Restauración de cuencas afectadas por la crisis climática en los Andes

Por Paloma Ibañez
Durante el último siglo, debido a la quema de combustibles, la liberación de dióxido de carbono y la destrucción de nuestros ecosistemas naturales -cambios en el uso de la tierra, deforestación, etc.- se ha incrementado notablemente el volumen de gases de efecto invernadero en el ambiente debilitando la atmósfera.
Al degradarse parte de la atmósfera, la biodiversidad se ve afectada ante el cambio climático en cuanto a la adaptación y mitigación del mismo.
Este cambio ocasionará además aumentos paulatinos en la temperatura promedio de la superficie de la tierra y de los océanos, modificaciones de los patrones de precipitación, cambios de intensidad y frecuencia de los eventos climáticos extremos y un alza en el nivel medio del mar.
Asimismo, existe una doble presión sobre los ecosistemas andinos por los efectos combinados del cambio climático y los regímenes históricos y actuales de uso de la tierra.
¿En qué se basa la restauración del ecosistema?

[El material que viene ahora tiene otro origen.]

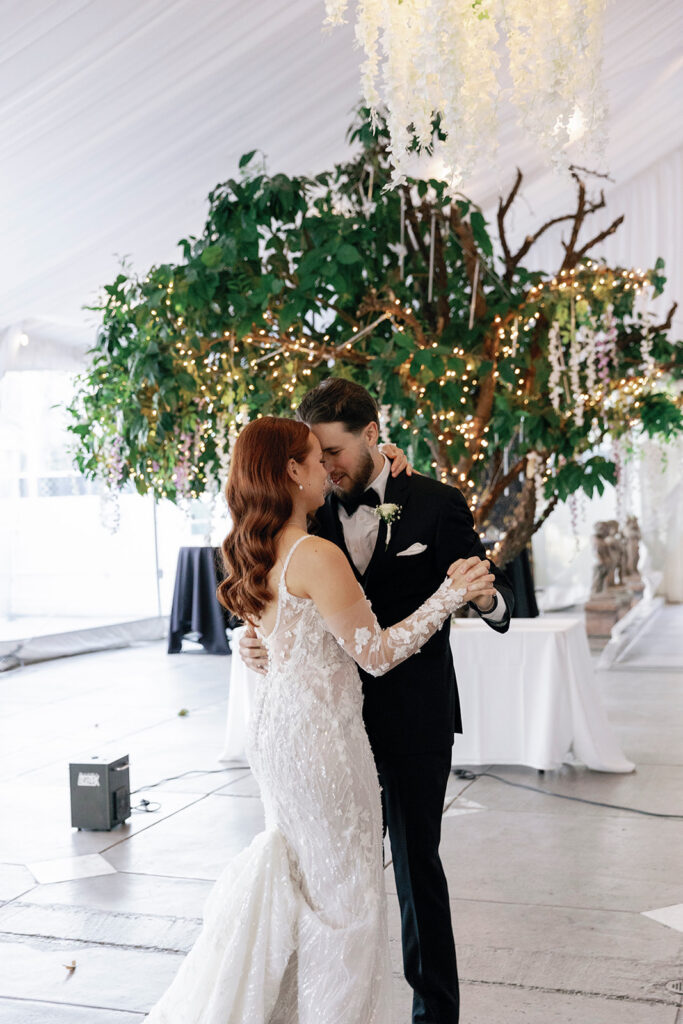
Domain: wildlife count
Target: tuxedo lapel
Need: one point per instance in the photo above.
(378, 553)
(338, 534)
(397, 493)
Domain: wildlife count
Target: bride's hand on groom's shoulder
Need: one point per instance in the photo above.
(253, 652)
(397, 459)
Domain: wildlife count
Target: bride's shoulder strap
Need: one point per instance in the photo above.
(296, 544)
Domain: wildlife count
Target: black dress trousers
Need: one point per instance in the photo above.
(413, 796)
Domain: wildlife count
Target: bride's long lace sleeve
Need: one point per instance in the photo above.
(378, 650)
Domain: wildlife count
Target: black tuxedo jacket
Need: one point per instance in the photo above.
(414, 709)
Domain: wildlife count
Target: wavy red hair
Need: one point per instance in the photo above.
(260, 503)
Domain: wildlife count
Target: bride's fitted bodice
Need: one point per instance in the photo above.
(308, 749)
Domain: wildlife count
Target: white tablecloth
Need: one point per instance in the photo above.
(528, 697)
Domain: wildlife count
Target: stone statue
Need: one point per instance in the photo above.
(602, 570)
(632, 532)
(617, 553)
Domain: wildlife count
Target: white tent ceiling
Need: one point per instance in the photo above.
(119, 118)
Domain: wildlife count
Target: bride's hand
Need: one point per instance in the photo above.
(253, 652)
(397, 458)
(472, 574)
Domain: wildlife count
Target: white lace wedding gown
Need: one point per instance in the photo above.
(295, 927)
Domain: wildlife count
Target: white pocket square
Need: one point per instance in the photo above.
(415, 549)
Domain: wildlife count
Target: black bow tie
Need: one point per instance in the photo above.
(369, 497)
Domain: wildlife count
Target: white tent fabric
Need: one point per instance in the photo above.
(118, 119)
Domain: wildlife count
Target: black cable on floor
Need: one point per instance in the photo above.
(470, 776)
(172, 778)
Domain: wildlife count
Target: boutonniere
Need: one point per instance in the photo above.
(388, 513)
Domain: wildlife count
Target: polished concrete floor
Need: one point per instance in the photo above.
(551, 898)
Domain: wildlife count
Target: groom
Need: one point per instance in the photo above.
(411, 713)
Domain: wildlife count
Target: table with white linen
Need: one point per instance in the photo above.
(528, 697)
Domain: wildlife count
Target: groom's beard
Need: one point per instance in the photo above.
(355, 484)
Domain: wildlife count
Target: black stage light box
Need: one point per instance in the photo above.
(99, 794)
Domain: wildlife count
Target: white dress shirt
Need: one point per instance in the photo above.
(360, 529)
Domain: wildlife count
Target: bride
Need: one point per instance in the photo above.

Restauración de ecosistemas significa asistir en la recuperación de aquellos que han sido degradados o destruidos, así como conservar los que todavía están intactos.
Los ecosistemas más saludables, con una biodiversidad más rica, producen mayores beneficios, como suelos más fértiles, mayores rendimientos de madera y pescado, y mayores reservas de gases de efecto invernadero.
Se pueden restaurar todo tipo de ecosistemas, incluidos bosques, tierras de cultivo, ciudades, humedales y océanos. Las iniciativas de restauración pueden ser lanzadas por casi cualquier persona, desde gobiernos y agencias de desarrollo hasta empresas, comunidades e individuos. Esto se debe a que las causas de la degradación son muchas y variadas y pueden tener un impacto a diferentes escalas.
Biomas de los Andes
Gran parte de los biomas están sufriendo cambios en su composión provocando que se retraigan hacia zonas más altas.
En términos de vulnerabilidad podemos resaltar tres ecosistemas:
- Los páramos: estos son ecosistemas alto-andinos únicos y sumamente frágiles que albergan una gran biodiversidad. Lo que más destaca es que son los mayores proveedores de agua de los Andes del norte. Las perturbaciones ambientales, incluyendo el derretimiento de los glaciares, la desaparición de cuerpos de agua, la menor ocurrencia de bancos de neblina y la pérdida de biodiversidad hacen de este bioma un eje crucial para mantener la salud de nuestro ecosistema.
- Los bosques humedos: la termofilización está causando que los bosques tropicales y subtropicales de los Andes se desplacen a zonas de mayor elevación siendo que a la vez están sufriendo cambios direccionales en su composición.
- Los galaciares

¿Qué sucede en los Andes?
El cofundador de la ONG Acción Andina detalla la situación de la siguiente manera: “Los bosques autóctonos se han perdido en gran medida en los Andes durante los últimos 500 años, después de la conquista española. Con el rápido derretimiento de los últimos glaciares andinos, la seguridad del agua se está convirtiendo en un problema importante para las comunidades locales e incluso para las principales ciudades sudamericanas”.
Restauración de las cuencas
Hay varias comunidades locales que están trabajando juntas para cultivar y plantar árboles oriundos y proteger sus fuentes de agua. Con la fuerza humanitaria de cinco países latinos, se planta flora autóctona (arbustos, árboles – Polylepis – y humedales) con el fin de almacenar agua a través del musgo.